The Way I See it: Siblings make life sweet

Michele Blais is grateful for the friendships she shares with her sister and brothers, as well as that shared by her sons

I have been visiting with my siblings recently and reflecting on those relationships and how important they are and have been in my life. I am one of six and have one sister and four brothers and I am in the middle and oldest girl. I am sure there is lots of rich psychological information in that arrangement.

Two of my brothers came to visit this summer and both are very different yet similar. We also visited with our sister in Victoria. We were six born in 10 years so are close in age and shared friends, clothes, toys, rooms, classrooms, apartments, workplaces and more over the years. My one brother who visited likes to do projects and I like to offer him this opportunity. Who am I to deny him this pleasure when so easily at the cottage we can have him entertained and we benefit as well. With my darling retired now it also meant he was busy with projects. I don’t want him bored in his newfound freedom from work. I am extremely grateful for their hard work.

My other brother is a reader, and he likes to cook so he too was a great guest whose company we enjoyed as well. I have shared a close friendship with him and  we named our youngest son after him. This is a great gift to both parties. Our friendship really took off in high school when he took me under his wing and showed me the ropes; he did this again in university when we shared an apartment. It was a great arrangement as we learned each other’s routines and temperaments and didn’t speak to each other in the mornings until we were walking out the door. I have a great deal of admiration for his sharp mind, sense of humour and amazing capacity for kindness and calling it like it is.

I have been observing a lot of brother relationships: my darling with his older brother as he also visited, my neighbours, my sons, my friends. Interesting the competition and the camaraderie. The teasing of which position — older or younger — is best, who is the parental favourite, and greatest of all.

One of the benefits of siblings is the capacity for friendship in addition to that special bond you share as siblings. I love all my siblings and some are closer in friendship than others, due to age and interests. I see this in many families where two siblings are great friends and companions and others at the other extreme  together because they are related.

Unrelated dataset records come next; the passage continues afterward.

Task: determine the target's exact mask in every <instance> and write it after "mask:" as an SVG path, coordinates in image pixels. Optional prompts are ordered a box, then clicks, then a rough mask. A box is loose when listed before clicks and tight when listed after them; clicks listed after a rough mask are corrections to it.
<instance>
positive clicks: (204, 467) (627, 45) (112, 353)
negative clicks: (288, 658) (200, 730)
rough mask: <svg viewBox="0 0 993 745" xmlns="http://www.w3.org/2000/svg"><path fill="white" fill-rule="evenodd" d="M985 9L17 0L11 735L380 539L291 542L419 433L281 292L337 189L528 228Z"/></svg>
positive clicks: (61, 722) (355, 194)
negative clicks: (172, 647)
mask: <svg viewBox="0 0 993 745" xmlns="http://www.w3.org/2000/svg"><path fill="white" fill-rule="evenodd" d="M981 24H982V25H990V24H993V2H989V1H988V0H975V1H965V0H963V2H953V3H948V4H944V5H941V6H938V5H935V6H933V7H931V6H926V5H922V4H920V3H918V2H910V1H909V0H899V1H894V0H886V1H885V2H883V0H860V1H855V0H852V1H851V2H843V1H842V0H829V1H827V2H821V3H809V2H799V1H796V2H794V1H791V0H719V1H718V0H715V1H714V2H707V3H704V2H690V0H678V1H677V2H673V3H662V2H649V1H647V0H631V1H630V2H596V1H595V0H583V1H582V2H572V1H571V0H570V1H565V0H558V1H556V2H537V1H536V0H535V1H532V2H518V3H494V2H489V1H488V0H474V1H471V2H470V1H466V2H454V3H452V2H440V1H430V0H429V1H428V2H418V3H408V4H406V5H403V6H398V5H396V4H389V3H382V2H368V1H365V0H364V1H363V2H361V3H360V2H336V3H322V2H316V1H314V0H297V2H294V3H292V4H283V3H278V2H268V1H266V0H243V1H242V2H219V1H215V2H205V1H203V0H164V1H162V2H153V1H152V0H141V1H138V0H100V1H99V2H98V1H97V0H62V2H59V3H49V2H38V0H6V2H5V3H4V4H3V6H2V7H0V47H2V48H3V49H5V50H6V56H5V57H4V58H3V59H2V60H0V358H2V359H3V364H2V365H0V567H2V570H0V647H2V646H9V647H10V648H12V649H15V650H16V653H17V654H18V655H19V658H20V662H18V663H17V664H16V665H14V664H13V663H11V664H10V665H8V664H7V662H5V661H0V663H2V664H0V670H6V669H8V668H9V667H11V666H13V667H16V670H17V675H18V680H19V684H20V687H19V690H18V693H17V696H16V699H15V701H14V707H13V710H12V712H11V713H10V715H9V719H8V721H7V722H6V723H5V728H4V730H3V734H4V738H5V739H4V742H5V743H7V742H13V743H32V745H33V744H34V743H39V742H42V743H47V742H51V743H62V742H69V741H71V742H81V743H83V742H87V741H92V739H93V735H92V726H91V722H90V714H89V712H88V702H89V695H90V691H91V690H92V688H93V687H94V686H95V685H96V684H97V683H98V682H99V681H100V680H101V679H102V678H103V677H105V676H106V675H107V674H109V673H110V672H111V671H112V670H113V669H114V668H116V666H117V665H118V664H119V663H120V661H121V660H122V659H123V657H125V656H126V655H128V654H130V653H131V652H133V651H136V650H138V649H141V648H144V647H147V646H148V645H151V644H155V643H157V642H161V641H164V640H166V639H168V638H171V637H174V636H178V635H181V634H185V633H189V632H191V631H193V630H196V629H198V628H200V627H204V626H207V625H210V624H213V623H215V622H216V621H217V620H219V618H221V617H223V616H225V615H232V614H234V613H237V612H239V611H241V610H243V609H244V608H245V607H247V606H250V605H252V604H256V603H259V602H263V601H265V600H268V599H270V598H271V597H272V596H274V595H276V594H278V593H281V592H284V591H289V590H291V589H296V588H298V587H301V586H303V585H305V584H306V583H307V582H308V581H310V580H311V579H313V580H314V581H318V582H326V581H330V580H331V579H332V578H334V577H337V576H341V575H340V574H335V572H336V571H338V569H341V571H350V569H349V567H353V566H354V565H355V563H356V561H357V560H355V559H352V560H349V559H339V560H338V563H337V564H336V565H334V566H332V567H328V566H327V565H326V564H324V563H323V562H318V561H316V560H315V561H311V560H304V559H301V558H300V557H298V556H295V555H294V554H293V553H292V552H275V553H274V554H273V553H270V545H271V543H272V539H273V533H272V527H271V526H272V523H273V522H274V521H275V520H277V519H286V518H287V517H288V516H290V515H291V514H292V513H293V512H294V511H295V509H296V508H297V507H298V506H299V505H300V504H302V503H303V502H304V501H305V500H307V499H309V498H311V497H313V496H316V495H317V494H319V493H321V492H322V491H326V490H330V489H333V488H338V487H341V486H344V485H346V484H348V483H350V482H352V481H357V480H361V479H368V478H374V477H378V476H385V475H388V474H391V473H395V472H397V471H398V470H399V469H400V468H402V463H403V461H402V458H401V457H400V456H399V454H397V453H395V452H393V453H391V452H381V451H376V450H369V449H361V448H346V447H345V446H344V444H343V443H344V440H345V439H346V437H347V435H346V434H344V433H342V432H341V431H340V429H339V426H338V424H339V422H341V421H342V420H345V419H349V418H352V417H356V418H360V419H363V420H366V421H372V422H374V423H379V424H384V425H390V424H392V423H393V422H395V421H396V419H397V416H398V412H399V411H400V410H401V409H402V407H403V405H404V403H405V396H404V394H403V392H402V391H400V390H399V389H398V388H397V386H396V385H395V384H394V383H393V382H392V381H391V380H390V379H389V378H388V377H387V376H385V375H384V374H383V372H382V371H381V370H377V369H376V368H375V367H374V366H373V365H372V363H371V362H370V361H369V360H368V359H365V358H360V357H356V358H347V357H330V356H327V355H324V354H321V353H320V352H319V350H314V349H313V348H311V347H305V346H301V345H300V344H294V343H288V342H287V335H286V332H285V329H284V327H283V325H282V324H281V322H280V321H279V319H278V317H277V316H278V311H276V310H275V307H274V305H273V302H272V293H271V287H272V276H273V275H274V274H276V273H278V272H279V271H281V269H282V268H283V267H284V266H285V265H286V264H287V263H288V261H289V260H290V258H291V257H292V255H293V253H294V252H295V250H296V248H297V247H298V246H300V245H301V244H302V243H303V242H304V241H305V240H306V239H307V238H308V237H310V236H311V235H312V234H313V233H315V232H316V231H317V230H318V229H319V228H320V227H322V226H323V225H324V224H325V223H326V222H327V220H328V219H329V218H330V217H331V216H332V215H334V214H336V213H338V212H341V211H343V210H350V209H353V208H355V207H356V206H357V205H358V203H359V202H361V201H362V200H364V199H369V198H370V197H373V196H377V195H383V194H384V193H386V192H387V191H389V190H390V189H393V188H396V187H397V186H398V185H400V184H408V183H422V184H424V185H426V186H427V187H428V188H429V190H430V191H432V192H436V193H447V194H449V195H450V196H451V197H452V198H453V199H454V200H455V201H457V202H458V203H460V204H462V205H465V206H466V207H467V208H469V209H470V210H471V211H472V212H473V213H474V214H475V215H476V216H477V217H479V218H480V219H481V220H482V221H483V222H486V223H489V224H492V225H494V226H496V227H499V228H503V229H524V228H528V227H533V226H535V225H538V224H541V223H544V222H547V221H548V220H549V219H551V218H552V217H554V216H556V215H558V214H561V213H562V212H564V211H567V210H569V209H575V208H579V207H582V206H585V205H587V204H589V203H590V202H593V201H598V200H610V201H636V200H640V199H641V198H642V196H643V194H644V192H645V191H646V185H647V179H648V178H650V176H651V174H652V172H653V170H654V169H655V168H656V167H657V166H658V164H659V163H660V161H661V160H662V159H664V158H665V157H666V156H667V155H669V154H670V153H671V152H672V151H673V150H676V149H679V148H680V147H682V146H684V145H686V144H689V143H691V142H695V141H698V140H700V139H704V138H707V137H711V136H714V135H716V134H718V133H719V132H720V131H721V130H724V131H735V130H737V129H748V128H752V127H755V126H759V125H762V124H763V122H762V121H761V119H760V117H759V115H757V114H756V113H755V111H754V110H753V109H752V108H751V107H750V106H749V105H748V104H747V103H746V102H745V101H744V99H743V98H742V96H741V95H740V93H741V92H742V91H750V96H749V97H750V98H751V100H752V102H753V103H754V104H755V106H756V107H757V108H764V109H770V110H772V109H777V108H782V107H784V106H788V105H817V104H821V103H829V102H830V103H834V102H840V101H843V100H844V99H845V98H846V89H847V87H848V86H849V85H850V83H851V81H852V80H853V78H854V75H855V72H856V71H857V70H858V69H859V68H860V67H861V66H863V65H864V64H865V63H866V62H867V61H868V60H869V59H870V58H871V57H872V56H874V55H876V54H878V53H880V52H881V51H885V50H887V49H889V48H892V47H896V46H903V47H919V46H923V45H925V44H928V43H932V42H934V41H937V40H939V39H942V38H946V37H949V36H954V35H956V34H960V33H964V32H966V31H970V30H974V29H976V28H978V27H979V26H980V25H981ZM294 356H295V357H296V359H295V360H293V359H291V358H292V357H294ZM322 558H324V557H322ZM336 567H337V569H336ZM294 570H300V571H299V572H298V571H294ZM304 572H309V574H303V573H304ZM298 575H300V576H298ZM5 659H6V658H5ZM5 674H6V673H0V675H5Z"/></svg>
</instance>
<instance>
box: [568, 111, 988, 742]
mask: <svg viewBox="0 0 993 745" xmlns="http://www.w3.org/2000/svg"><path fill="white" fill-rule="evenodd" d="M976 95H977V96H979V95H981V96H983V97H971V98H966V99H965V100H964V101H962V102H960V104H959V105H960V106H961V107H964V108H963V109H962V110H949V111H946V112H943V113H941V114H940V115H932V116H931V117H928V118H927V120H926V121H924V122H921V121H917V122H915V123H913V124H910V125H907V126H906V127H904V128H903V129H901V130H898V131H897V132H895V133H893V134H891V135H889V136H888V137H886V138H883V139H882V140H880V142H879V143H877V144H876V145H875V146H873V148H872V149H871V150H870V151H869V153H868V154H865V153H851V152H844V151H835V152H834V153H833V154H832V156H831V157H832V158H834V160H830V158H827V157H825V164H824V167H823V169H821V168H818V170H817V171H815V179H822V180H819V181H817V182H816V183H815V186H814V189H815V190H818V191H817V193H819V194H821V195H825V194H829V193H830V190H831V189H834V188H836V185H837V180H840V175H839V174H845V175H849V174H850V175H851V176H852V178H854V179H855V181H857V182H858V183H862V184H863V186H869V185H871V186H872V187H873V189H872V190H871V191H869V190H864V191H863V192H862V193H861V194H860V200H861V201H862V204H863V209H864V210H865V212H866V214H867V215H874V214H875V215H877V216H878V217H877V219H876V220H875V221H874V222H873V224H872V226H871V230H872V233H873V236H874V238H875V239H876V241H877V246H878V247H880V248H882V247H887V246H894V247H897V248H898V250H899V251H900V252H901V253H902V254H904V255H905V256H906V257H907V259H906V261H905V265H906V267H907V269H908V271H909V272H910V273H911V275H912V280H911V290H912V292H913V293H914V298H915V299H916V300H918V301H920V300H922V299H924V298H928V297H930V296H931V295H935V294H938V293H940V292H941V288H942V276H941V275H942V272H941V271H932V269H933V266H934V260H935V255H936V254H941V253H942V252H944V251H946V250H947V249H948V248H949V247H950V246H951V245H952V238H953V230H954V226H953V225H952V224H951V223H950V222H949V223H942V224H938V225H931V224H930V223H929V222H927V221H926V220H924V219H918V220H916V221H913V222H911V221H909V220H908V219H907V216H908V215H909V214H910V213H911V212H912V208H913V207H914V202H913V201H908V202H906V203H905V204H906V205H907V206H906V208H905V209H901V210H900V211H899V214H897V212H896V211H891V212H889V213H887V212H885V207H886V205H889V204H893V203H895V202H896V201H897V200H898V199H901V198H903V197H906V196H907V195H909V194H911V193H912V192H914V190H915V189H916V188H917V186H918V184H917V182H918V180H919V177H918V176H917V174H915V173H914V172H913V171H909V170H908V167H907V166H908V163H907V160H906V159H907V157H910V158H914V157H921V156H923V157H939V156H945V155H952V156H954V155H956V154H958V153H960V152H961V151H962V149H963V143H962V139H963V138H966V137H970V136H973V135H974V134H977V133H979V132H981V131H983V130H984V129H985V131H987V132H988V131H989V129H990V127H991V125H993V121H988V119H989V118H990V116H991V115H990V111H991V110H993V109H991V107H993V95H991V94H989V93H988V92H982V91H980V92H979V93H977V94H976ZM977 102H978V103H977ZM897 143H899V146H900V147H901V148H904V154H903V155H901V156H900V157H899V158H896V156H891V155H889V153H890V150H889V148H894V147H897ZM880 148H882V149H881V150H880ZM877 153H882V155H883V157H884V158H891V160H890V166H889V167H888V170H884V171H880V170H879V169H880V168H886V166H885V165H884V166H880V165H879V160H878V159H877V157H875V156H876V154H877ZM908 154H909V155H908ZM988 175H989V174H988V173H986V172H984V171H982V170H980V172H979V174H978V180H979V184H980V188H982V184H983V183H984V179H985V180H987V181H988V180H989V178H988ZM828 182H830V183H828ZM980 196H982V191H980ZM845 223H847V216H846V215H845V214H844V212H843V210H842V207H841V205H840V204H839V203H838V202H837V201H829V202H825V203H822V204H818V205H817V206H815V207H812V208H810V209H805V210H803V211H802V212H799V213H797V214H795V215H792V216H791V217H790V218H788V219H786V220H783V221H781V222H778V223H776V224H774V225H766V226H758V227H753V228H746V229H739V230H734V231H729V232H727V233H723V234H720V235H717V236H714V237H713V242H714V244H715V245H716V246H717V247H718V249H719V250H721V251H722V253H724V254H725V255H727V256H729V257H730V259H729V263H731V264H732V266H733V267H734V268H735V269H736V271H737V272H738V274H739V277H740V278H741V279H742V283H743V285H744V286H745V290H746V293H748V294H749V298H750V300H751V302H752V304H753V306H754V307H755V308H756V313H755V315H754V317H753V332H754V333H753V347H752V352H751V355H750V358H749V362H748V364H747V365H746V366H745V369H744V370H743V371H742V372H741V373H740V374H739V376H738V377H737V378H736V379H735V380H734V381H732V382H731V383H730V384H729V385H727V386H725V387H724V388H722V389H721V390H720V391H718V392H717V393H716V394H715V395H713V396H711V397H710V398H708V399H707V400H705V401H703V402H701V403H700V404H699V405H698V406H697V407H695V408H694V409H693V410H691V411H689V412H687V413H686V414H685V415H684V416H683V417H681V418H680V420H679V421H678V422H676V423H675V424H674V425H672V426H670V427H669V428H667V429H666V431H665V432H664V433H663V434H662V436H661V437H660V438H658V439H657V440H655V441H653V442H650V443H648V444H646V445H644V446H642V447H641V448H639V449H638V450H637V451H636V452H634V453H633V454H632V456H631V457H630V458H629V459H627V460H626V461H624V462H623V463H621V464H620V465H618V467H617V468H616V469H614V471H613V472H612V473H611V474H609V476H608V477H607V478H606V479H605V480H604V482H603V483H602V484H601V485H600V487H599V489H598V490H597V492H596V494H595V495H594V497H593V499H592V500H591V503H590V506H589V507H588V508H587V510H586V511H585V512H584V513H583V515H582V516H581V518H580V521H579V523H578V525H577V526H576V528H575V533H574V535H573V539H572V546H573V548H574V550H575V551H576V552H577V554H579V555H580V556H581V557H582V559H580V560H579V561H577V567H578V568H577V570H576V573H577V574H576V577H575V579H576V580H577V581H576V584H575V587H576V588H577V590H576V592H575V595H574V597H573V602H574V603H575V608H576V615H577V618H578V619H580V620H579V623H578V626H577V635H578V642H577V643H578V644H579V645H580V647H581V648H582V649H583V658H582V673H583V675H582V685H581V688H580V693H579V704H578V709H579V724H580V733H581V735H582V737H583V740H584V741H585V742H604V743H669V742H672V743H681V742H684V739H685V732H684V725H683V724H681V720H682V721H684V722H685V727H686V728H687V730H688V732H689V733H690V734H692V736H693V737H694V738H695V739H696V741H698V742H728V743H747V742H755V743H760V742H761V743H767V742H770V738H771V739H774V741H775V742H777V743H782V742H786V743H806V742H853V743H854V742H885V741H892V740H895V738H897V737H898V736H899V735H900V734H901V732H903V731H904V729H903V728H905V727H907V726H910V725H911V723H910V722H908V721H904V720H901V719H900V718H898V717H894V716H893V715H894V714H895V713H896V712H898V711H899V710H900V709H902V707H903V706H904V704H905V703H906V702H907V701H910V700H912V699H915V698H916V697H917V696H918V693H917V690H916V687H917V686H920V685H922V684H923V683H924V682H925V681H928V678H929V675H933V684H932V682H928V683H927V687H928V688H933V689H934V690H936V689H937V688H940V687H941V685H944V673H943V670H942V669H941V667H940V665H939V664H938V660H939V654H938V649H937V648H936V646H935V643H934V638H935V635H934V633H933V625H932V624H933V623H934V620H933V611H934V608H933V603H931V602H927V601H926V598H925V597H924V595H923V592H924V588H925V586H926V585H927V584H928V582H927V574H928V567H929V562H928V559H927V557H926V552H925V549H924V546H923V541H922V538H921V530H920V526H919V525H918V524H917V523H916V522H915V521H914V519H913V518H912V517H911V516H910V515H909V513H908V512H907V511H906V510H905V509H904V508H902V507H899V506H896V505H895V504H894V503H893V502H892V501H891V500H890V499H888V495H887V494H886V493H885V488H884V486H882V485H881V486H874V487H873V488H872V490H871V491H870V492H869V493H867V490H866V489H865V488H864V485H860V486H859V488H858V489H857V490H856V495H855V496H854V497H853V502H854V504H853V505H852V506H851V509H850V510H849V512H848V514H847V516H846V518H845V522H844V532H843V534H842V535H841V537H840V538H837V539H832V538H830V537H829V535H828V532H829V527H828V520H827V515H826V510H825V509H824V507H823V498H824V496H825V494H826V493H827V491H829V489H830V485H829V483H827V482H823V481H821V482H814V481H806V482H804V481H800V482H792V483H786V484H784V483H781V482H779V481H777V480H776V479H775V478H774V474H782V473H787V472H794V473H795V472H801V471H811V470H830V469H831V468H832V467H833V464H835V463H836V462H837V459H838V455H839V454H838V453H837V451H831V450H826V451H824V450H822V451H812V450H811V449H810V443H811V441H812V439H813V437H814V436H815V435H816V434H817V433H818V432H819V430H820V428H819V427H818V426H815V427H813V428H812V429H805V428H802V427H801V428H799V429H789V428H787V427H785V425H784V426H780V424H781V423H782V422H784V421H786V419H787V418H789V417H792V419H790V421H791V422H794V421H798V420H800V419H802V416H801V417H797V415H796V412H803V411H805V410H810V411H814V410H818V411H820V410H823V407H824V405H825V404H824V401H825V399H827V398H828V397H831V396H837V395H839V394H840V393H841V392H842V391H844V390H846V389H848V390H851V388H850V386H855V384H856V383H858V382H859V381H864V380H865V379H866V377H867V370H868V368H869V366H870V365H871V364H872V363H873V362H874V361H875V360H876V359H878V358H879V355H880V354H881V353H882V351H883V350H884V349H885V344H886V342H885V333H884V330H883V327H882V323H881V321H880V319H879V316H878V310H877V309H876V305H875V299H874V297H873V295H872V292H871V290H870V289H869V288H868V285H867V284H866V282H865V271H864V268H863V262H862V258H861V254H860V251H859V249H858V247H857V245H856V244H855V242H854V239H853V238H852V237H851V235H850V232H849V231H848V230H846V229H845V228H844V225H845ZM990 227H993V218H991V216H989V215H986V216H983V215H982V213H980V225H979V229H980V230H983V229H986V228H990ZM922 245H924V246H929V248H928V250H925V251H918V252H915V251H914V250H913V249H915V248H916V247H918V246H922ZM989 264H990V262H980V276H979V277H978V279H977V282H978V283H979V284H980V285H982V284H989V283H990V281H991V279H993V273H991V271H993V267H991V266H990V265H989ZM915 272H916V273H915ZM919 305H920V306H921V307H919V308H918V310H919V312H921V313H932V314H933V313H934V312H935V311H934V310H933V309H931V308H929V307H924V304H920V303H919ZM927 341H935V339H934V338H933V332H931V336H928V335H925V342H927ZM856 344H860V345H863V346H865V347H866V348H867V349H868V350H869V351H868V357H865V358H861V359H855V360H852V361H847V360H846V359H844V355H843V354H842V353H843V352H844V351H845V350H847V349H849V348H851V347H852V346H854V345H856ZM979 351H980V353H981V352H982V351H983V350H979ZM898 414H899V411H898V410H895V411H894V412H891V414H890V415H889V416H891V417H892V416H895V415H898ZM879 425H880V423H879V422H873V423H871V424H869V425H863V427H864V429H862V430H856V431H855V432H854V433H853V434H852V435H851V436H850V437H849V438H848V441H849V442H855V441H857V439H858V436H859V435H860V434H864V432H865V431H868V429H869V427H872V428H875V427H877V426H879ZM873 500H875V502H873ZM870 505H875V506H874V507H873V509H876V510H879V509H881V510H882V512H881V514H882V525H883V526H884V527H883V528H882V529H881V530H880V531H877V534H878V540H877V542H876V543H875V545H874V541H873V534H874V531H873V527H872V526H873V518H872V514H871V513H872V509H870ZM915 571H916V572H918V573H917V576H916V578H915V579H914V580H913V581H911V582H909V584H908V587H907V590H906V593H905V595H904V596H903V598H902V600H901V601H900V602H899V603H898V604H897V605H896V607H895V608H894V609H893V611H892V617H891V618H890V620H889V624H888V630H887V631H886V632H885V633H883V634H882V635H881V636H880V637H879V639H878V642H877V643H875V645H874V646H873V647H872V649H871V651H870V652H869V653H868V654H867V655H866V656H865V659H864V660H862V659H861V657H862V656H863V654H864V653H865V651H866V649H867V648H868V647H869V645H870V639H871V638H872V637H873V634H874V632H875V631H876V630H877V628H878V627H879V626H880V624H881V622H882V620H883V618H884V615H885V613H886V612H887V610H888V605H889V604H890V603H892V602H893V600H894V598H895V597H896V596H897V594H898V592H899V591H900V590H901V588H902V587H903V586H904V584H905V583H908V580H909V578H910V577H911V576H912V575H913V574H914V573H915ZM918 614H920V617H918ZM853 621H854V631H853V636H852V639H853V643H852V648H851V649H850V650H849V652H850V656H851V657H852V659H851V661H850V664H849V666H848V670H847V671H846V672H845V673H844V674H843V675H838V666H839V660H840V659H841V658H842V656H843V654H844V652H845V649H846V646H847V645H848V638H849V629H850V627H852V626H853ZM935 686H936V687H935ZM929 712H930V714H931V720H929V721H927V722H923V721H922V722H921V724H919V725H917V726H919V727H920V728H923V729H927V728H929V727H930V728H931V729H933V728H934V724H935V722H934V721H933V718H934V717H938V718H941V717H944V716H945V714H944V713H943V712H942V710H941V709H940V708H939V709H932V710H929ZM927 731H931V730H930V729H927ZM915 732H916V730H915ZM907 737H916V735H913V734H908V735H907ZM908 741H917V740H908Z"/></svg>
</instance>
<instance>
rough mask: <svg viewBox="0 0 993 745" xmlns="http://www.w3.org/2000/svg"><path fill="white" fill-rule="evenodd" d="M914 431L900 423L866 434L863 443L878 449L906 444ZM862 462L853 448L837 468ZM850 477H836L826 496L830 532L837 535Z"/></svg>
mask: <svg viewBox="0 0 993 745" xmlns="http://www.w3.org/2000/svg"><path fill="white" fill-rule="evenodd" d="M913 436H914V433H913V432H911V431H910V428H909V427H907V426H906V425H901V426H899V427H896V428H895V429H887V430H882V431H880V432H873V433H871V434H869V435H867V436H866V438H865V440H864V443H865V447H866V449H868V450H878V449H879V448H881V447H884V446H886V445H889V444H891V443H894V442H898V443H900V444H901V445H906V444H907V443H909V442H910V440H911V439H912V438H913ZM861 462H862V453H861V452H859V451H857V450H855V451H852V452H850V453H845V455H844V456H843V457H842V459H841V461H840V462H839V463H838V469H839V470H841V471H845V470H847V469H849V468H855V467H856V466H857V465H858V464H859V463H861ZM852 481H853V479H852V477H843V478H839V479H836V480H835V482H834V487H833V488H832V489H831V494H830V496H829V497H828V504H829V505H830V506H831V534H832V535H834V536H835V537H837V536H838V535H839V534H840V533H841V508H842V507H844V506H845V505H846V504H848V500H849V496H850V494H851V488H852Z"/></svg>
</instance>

When we became parents we wanted two children, originally I had wanted four, but I became a mom at 33, had the second at 35 and was a widow at 36. I was glad to have had two children because it gives the children someone to talk with who shares the experience of living in the same household, and can understand the greatness and the challenges of that. The boys needed each other when I bugged them, also they looked out for each other. The oldest took on a fatherly role with his younger brother, much to the younger’s dismay; however it worked, they survived and thrived and are good friends. I love watching them together as adults as they play together, compete like nobody’s business, chat and laugh, and are present for each other.

Competition and siblings seems to go hand in hand. It started early with me as a kid in watching my brothers playing sports, climbing trees, or hay wagons or getting good grades. I was going to do the same. My own two would compete with sports and in other areas as well. We learn a great deal in the family home about how to be as a person out in the world. We learn about sharing, communicating, competing, losing and winning, commitment, relationships, friendship, love and anger, loyalty, the power of love, and so much more. Cousins and close friends can fill that role for children on their own. Close friends often refer to each other as brothers or sisters.

And  brothers and sisters become aunts and uncles and those relationships can be very close and loving and fill special roles in the lives of the children and the adults.

My office walls are full of photos of my childhood and photos of me with my siblings in various poses, and of the lads on their own and in a brotherly embrace. These photos fill my heart and  remind me of how fortunate I am to have my siblings, after decades together still my dear friends, and my sons. The way I see it life is sweet.

Michele Blais is a Vernon realtor and longtime columnist with The Morning Star, writing on a variety of topics and appearing every other Sunday.